Five Property Patterns

If you’ve written database tests before, you’ve probably noticed that most SQL bugs follow a few recurring shapes: an aggregate that drifts on weird inputs, an RLS policy that allows the wrong row, a migration that produces a different answer than the query it replaced. Each of those shapes has a property-based formulation that’s much shorter than the example-based equivalent and catches more bugs.

Here are five patterns, ordered roughly by how often they pay off.

1. Aggregation invariants

The shape: “The aggregate produced by the database equals what Python computes from the same input rows.”

This is property-based testing’s most immediate win, because almost every reporting query is an aggregation, and aggregations have edge cases (NULLs, empty groups, floating-point precision, decimal scale, window-frame boundaries) that hand-typed fixtures don’t cover.

from collections import defaultdict
from decimal import Decimal
from sqlproof import SqlProof, sqlproof

proof = SqlProof.from_schema_file("./schema.sql")

@sqlproof(proof, sizes={"customers": 5, "orders": 50}, runs=100)
def test_customer_revenue_view_matches_python_aggregate(db):
    rows = db.query("SELECT customer_id, total FROM orders")

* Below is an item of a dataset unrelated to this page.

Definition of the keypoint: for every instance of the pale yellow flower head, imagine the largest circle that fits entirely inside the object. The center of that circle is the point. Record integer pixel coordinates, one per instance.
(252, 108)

    expected = defaultdict(Decimal)
    for row in rows:
        expected[row["customer_id"]] += row["total"]

    materialized = {
        r["customer_id"]: r["revenue"]
        for r in db.query("SELECT * FROM customer_revenue")
    }

    assert dict(expected) == materialized

If customer_revenue rounds differently than Python (e.g. silently truncating instead of rounding half-to-even), this test will fail on the smallest input set Hypothesis can shrink to — typically two rows with adjacent values that straddle the rounding boundary.

2. RLS policy regressions

The shape: “User A cannot see any row that doesn’t belong to user A — for any combination of memberships, roles, and shared resources.”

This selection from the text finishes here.